259-263) unterscheiden fünf verschiedene Ansätze, um Medienframes zu analysieren.

	
  
                                                                                      23	
  

Die erste Methode (Matthes & Kohring, 2008, S. 259) ist der hermeneutische Ansatz.
Forscher versuchen in ihren Studien, Frames zu interpretieren, indem sie Medientexte mit
weiteren kulturellen Elementen in Verbindung bringen. Diese qualitative Methode hat als
Vorteil, dass die meisten Studien gut dokumentiert sind. Der Nachteil ist aber, dass es
ziemlich schwierig ist, zu überprüfen, wie die Frames aus dem Material extrahiert worden
sind.

Die zweite Methode (S. 260) ist der linguistische Ansatz. Studien, die diese Methode
verwendet haben, haben Frames durch die Analyse der Auswahl, der Anordnung und der
Struktur spezifischer Wörter und Sätze in einem Text identifiziert. Die Grundidee dieser
Methode ist, dass spezifische Wörter die Bausteine von Frames sind (Entman, 1993). Der
detaillierteste linguistische Ansatz ist dieser von Pan & Kosicki (1993). Diese Autoren
unterscheiden vier strukturelle Dimensionen, die die Bildung von Frames beeinflussen
(Scheufele, 2006): (a) syntaktische Strukturen oder Muster in den Anordnungen von Wörtern
oder Sätzen (Syntax), (b) skript-Strukturen, die auf das allgemeine Nachrichtenwert eines
Ereignisses hinweisen, sowie die Absicht um Nachrichten und Veranstaltungen an das
Publikum zu kommunizieren, die ihre begrenzte sinnliche Erfahrungen übersteigen (Script),
(c) thematische Strukturen, die die Tendenzen der Journalisten reflektieren um kausale
Erklärungen aufzulegen oder durch Beobachtungen mit dem direkten Zitat einer Quelle zu
verbinden (Thema) und (d) rhetorische Strukturen, die auf die "stilistischen Auswähle der
Journalisten im Hinblick auf ihre beabsichtigten Wirkungen" hinweisen (Rhetorik). Diese
zweite Methode hat als Vorteil, dass die Medientexte systematisch und detailliert analysiert
werden. Der Nachteil ist aber die Komplexität der Methode.

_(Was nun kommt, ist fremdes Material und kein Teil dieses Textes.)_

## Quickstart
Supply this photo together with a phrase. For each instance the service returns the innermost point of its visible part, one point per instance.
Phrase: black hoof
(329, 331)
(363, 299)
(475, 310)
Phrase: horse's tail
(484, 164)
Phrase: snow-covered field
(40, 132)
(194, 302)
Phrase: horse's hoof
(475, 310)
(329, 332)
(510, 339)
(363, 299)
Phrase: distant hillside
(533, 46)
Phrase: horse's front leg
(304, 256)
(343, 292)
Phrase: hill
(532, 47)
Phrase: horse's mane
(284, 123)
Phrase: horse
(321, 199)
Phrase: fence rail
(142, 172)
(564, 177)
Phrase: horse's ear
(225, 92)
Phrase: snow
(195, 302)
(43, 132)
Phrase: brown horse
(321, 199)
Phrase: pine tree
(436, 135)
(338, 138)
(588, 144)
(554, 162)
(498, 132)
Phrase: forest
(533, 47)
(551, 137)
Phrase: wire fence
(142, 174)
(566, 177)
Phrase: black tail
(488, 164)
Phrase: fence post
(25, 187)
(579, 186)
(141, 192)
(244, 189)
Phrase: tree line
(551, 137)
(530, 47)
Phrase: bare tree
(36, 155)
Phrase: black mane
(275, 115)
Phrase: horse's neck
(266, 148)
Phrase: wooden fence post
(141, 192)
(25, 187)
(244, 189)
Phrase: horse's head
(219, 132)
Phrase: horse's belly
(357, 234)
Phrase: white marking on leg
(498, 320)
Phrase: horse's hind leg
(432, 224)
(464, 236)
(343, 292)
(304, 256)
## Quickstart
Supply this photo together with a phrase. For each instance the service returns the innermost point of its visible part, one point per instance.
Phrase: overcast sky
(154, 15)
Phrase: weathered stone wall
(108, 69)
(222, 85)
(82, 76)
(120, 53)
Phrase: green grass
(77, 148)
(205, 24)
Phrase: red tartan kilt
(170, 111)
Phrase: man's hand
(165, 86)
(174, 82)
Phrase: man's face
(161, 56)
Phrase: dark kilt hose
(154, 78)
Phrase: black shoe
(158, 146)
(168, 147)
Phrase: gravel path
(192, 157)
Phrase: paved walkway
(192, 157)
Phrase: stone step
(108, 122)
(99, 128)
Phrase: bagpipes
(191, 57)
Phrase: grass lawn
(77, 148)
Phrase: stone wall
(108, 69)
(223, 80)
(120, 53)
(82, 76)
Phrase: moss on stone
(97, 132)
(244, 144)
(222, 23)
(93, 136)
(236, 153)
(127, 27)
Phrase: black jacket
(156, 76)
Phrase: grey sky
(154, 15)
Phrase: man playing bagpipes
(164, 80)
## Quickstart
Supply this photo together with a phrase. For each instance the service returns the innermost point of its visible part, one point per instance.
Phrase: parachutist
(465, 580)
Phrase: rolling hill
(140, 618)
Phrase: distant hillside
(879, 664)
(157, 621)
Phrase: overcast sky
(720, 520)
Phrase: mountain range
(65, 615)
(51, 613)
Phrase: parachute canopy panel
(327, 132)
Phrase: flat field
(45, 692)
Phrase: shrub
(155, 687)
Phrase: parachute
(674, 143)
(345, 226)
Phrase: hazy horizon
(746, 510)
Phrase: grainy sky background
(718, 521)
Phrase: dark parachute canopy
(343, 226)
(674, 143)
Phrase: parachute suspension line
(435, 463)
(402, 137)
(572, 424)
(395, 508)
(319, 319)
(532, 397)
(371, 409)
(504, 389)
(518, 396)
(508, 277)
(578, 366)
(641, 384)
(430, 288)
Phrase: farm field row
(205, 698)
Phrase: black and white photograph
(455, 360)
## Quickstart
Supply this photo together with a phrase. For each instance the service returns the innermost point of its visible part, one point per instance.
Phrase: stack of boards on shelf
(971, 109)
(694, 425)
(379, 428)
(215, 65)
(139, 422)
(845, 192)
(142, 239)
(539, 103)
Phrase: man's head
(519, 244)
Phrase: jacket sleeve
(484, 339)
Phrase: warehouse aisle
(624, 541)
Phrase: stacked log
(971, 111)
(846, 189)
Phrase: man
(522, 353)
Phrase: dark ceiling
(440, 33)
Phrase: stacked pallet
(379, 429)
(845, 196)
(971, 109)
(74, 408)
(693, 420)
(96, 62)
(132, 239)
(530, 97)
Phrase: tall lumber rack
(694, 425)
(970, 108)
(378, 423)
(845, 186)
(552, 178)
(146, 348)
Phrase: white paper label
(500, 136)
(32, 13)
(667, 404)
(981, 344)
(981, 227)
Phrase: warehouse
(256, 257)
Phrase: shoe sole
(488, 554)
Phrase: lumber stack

Der manuelle holistische Ansatz ist die dritte Methode (S. 260). Mit dieser Methode kommen
Frames nach einer qualitativen Analyse einiger neuen Texte zustande und danach werden
diese Frames als holistische Variablen codiert, d.h. sie werden in einem sogenannten
Codebuch definiert und werden dann in einer quantitativen Inhaltsanalyse codiert. Genau wie
in der hermeneutischen Methode hängt die Gültigkeit dieser Methode vor allem von der
Transparenz ab, wie Frames extrahiert worden sind. Außerdem, wenn die Forscher die
Kriterien für die Identifikation von Frames nicht definieren, dann entsteht das Risiko, dass
Untersuchungsframes und nicht die gewünschten Medienframes extrahiert werden.